Tag Archives: llm

Chat GPT and the Meaning of Meaning.

In the last decade there has been an explosion of literature on Large Language Modules. The availability of Chat GPT-3 and Chat GPT-4 has created an interest in the topic for the general public. The resulting literature has to some degree led to a rehashing of age-old debates in philosophy which began with the onset of symbolic systems in the 1980’s. John Searle circa 1980 with his Chinese Room argument claimed that there was no reason that a syntactic system should automatically acquire semantic content. Searle had his critics such as Dennett’s 1991 Systems Objection. It is fair to say that most computer scientists took Dennett’s side in the debate.

                With the rise of Chat GPT and other LLM’s this debate has arisen again. But the debate is a bit different. Virtually nobody thinks that LLM’s are conscious agents. Furthermore, nobody thinks that as they stand, they exhibit artificial general intelligence. Nonetheless, a debate has begun as to whether as they stand, they exhibit any meaning. Leaving aside the question of “hallucinations” which sometimes occur when people use GPT; the answers which the device provide generally seem to be largely pragmatically coherent, syntactically well formed, and semantically coherent from the point of view of people interpreting them.

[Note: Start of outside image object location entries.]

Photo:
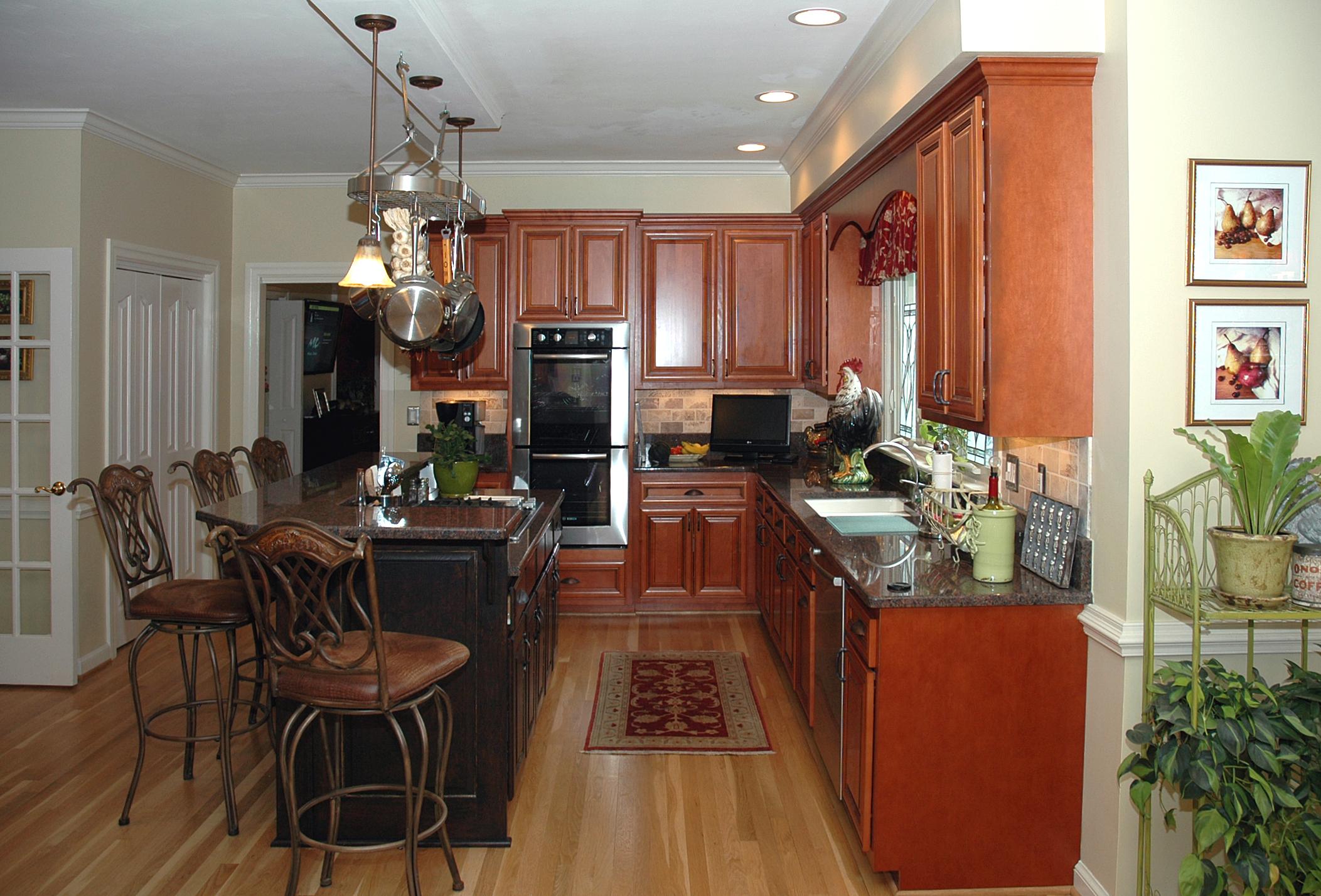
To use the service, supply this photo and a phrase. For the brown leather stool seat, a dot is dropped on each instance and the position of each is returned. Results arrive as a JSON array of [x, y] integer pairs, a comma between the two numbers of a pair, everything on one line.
[[193, 600], [412, 664]]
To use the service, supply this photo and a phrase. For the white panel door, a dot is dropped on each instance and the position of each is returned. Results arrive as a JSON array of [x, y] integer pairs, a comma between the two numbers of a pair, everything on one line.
[[284, 378], [37, 620]]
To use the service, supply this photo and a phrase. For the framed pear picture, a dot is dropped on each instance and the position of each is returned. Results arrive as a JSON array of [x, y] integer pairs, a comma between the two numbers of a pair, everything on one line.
[[1244, 357], [1248, 222]]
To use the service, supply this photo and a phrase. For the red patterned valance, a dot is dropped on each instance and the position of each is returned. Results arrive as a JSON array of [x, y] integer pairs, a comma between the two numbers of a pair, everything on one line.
[[890, 252]]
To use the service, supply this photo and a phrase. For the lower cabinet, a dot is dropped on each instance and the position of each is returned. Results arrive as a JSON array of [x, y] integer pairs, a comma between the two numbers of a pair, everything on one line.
[[694, 541]]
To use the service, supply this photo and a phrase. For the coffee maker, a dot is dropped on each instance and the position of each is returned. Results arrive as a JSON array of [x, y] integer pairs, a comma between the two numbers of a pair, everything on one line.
[[468, 415]]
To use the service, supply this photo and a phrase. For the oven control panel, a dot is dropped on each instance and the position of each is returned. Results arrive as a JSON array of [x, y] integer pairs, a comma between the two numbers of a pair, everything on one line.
[[571, 338]]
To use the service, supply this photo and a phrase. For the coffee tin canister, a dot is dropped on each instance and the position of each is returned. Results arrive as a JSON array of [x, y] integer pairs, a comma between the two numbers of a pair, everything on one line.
[[1307, 574]]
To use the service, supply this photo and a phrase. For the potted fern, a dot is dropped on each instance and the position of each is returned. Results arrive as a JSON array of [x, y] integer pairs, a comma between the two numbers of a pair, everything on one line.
[[454, 461], [1268, 491]]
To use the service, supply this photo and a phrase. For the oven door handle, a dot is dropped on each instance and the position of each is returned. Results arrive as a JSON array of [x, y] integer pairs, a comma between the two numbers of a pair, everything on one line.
[[601, 456], [571, 356]]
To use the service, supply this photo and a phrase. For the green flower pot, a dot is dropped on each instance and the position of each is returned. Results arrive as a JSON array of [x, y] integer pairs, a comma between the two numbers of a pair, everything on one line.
[[1251, 567], [455, 480]]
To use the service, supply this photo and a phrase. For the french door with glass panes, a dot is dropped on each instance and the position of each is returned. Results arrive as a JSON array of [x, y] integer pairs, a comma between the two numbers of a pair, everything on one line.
[[37, 557]]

                But despite users finding the models semantically interpretable; theorists argue that there is little reason to attribute any semantics to the systems. Now to evaluate this claim one needs to be explicit on what is meant by semantics in such discussions. There is a long tradition in linguistics, model theory, and philosophy to think of semantics in terms of a referential relation. Thus, the meaning of “Apple” is a physical apple in our intersubjective world of experience. The same would be true of other words in our language. On this conception LLM’s clearly have no semantics because they refer to no mind independent properties and objects. The story would go that there is a causal interaction between humans, their socio-linguistic community, and shared objects of experience as humans causally interact with their world and others. On this view it is blindingly obvious that Chat-GPT doesn’t have any semantics in the sense of a word world relation.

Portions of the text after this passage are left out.